Malattie estremamente frequenti quali cardiopatia ischemica, cardiopatia ipertensiva, vasculopatia
periferica, diabete, BPCO, artrosi, artrite reumatoide e osteoporosi possono in maniera sostanziale
limitare fortemente la performance fisica dell'anziano. L'attività fisica è in grado di ridurre l'influenza dei
principali fattori di rischio di cardiopatia: come già accennato, un programma di attività continuo è in
grado di ridurre la pressione arteriosa, sia diastolica che sistolica, di aumentare il colesterolo-HDL di
ridurre il colesterolo-LDL e i trigliceridi, di combattere l'insulino-resistenza, migliorando la risposta
tissutale all'insulina e di ridurre infine il peso corporeo. Nei pazienti già affetti da patologia osteoarticolare invalidante esercizi di stretching e di sviluppo muscolare sono in grado di ridurre il dolore e di
migliorare la performance motoria.
In ambito gerontologico vengono distinti tre tipi di invecchiamento (3). Il primo tipo (invecchiamento di
tipo 1 o patologico) è caratterizzato dall'associazione di una progressiva riduzione età-dipendente delle
capacità psico-fisiche con la presenza di malattie croniche; tale tipo di invecchiamento, detto
invecchiamento patologico, interessa la maggior parte delle persone in età avanzata; un secondo tipo,
associato ad una progressiva riduzione delle capacità psico-fisiche in assenza di malattie (detto "usual
aging" o invecchiamento di tipo 2), riguarda la maggior parte degli anziani sani; infine l'invecchiamento
caratterizzato da performance fisiche e mentali in assenza di malattie ("successful aging" o
invecchiamento di tipo 3), riguarda una ristretta minoranza di soggetti.

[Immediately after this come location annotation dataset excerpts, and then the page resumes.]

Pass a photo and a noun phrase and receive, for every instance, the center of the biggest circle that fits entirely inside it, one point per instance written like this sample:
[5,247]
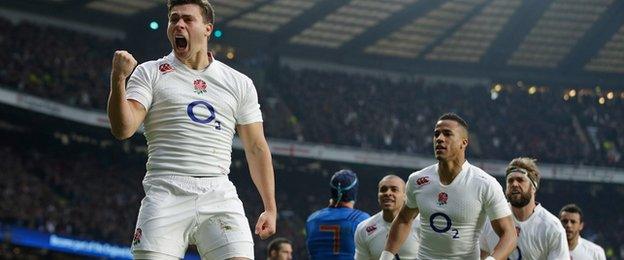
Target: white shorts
[180,210]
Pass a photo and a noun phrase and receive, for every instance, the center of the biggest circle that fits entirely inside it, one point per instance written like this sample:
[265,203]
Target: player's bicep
[139,112]
[502,225]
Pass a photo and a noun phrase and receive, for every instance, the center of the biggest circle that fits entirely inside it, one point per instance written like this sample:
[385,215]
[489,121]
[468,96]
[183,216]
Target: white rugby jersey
[372,233]
[192,114]
[453,215]
[541,236]
[587,250]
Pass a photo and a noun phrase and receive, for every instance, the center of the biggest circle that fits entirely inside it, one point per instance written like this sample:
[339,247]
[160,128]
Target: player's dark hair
[276,244]
[208,11]
[572,208]
[456,118]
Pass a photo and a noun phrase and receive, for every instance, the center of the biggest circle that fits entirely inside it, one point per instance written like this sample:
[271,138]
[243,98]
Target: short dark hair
[276,244]
[208,11]
[456,118]
[572,208]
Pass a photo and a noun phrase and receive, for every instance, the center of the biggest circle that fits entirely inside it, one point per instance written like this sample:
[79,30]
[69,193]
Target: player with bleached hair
[540,235]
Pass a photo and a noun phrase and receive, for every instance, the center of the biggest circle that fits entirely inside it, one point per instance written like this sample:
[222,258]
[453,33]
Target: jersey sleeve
[558,244]
[410,193]
[494,200]
[139,87]
[248,110]
[361,250]
[483,239]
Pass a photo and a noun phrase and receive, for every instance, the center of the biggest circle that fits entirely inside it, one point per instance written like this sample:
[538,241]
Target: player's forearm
[119,111]
[261,170]
[505,246]
[399,231]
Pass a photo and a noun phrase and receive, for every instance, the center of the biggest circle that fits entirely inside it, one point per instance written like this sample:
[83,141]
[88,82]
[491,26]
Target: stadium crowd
[345,109]
[81,196]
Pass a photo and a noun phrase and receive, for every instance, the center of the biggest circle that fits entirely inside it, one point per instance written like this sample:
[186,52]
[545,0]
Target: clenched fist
[123,64]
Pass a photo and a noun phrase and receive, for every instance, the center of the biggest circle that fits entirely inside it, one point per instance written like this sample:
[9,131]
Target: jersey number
[211,116]
[336,230]
[447,226]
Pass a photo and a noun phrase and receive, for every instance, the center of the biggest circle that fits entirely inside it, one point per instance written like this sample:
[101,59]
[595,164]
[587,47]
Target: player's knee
[151,255]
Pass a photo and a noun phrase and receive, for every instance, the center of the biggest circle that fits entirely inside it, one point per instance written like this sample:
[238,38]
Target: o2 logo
[209,107]
[447,224]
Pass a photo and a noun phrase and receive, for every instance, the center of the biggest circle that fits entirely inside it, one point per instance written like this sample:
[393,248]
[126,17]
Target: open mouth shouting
[180,43]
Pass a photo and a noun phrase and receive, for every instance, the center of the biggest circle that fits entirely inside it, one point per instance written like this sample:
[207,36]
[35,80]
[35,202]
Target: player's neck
[341,204]
[573,242]
[389,215]
[197,61]
[525,212]
[449,169]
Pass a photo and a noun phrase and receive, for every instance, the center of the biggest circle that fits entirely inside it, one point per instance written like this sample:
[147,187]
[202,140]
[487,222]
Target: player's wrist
[386,255]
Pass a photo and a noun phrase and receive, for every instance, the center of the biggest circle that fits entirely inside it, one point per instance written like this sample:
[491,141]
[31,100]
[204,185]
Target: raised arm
[125,115]
[399,230]
[261,170]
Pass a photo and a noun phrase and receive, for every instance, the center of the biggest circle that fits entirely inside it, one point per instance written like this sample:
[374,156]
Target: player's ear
[581,227]
[464,143]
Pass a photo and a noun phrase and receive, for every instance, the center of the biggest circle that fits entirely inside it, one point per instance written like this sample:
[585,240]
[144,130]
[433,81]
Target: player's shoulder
[315,215]
[370,220]
[369,225]
[156,67]
[155,63]
[358,215]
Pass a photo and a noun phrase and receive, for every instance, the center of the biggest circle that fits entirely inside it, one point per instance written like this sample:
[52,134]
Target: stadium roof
[557,37]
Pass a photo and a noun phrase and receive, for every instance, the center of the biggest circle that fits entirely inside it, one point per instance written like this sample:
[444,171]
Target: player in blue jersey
[331,231]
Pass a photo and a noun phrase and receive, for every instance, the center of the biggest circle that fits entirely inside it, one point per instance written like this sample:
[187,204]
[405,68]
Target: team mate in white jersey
[191,106]
[453,198]
[571,217]
[540,235]
[371,234]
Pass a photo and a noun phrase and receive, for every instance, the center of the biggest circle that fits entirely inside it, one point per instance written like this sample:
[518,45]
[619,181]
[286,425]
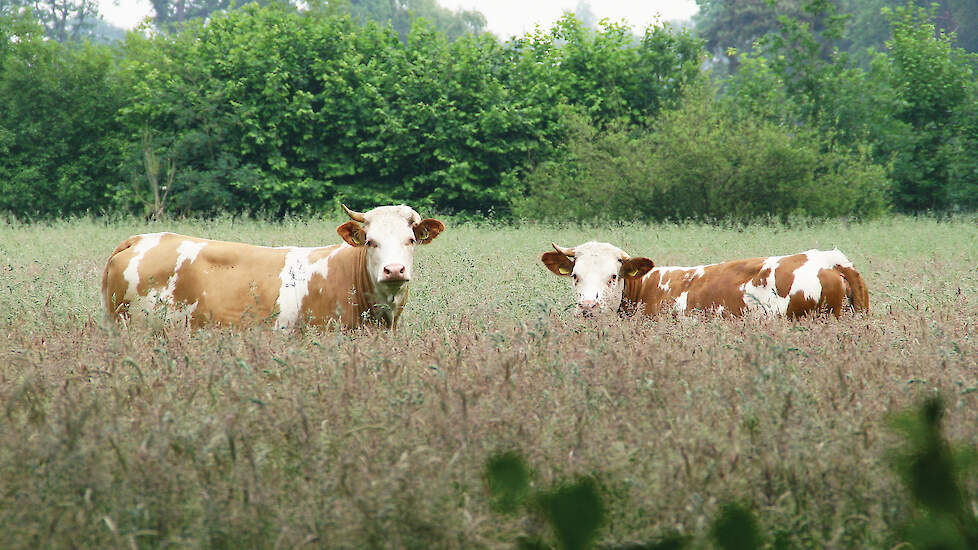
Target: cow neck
[631,295]
[367,293]
[363,286]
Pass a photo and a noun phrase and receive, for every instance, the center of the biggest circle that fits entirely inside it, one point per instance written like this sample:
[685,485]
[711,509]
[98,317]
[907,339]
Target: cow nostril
[395,271]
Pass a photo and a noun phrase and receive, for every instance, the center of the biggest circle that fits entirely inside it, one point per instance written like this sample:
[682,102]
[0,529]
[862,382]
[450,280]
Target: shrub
[702,161]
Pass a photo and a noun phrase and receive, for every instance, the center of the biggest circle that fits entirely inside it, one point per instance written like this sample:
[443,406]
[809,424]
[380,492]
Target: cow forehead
[390,220]
[593,257]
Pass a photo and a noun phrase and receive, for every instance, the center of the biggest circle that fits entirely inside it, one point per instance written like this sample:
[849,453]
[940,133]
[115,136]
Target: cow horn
[565,251]
[357,216]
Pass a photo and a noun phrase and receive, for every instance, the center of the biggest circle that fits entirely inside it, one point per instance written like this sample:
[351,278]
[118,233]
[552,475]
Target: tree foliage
[63,20]
[271,108]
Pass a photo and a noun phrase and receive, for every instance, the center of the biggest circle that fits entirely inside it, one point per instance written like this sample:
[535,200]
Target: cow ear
[352,233]
[558,263]
[427,230]
[636,267]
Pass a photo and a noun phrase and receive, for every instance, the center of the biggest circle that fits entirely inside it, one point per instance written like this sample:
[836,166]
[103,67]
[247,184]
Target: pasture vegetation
[164,437]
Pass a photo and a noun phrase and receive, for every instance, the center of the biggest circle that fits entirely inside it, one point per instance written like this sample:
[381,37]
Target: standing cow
[605,277]
[215,282]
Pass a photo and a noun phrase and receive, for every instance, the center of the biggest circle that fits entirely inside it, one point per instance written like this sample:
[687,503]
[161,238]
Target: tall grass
[366,439]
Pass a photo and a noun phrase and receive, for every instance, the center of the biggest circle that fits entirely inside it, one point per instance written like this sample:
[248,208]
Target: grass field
[113,438]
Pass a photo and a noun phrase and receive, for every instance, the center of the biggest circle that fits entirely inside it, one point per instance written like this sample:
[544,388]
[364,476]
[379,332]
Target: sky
[505,18]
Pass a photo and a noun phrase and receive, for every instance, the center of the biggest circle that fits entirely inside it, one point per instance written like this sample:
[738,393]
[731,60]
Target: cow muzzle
[394,273]
[587,308]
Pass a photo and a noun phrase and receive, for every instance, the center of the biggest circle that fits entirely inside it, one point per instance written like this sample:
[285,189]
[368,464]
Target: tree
[735,24]
[401,15]
[175,12]
[63,20]
[933,78]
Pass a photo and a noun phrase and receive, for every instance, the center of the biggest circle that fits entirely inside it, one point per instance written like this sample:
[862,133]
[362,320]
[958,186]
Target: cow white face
[597,272]
[389,234]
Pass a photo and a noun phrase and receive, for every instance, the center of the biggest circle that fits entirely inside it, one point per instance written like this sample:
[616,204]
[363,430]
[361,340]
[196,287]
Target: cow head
[389,234]
[597,272]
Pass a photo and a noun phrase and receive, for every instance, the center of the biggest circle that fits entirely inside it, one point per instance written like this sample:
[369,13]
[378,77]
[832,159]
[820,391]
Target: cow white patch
[295,277]
[186,251]
[131,273]
[680,305]
[806,277]
[690,274]
[764,298]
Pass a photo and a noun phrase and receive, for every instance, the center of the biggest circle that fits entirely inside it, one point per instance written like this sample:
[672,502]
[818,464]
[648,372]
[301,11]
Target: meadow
[149,438]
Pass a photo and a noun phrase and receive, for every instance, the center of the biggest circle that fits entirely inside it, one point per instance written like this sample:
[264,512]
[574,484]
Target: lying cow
[225,283]
[605,277]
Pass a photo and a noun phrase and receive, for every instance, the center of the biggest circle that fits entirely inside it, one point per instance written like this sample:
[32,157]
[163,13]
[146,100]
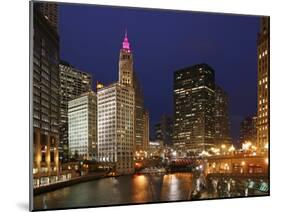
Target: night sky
[164,41]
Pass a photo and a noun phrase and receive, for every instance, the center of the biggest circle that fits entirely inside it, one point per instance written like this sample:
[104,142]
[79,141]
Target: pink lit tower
[126,63]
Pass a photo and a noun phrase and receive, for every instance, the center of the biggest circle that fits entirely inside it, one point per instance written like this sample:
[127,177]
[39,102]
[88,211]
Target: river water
[141,188]
[120,190]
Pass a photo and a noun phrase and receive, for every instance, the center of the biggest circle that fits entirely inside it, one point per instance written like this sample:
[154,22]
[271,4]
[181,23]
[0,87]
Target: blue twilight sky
[162,42]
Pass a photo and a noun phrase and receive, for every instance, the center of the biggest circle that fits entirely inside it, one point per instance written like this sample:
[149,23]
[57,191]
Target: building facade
[146,130]
[139,116]
[221,116]
[82,126]
[45,100]
[116,127]
[263,84]
[50,13]
[194,95]
[164,130]
[248,131]
[72,84]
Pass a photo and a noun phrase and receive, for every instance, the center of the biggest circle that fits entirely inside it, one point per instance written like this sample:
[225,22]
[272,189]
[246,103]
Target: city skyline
[91,58]
[91,127]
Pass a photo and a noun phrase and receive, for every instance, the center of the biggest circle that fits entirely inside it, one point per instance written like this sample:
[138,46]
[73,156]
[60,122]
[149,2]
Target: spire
[126,44]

In tale ottica, per concludere, possiamo affermare che un'attività fisica continuativa è in grado di spostare
l'"usual aging" verso una condizione di "successful aging" e di prevenire in maniera significativa
l'invecchiamento patologico.
La pratica dell'esercizio fisico appare quindi da consigliare in quell'insieme di regole di vita che la
geragogia deve sostenere per un invecchiamento sano e vitale.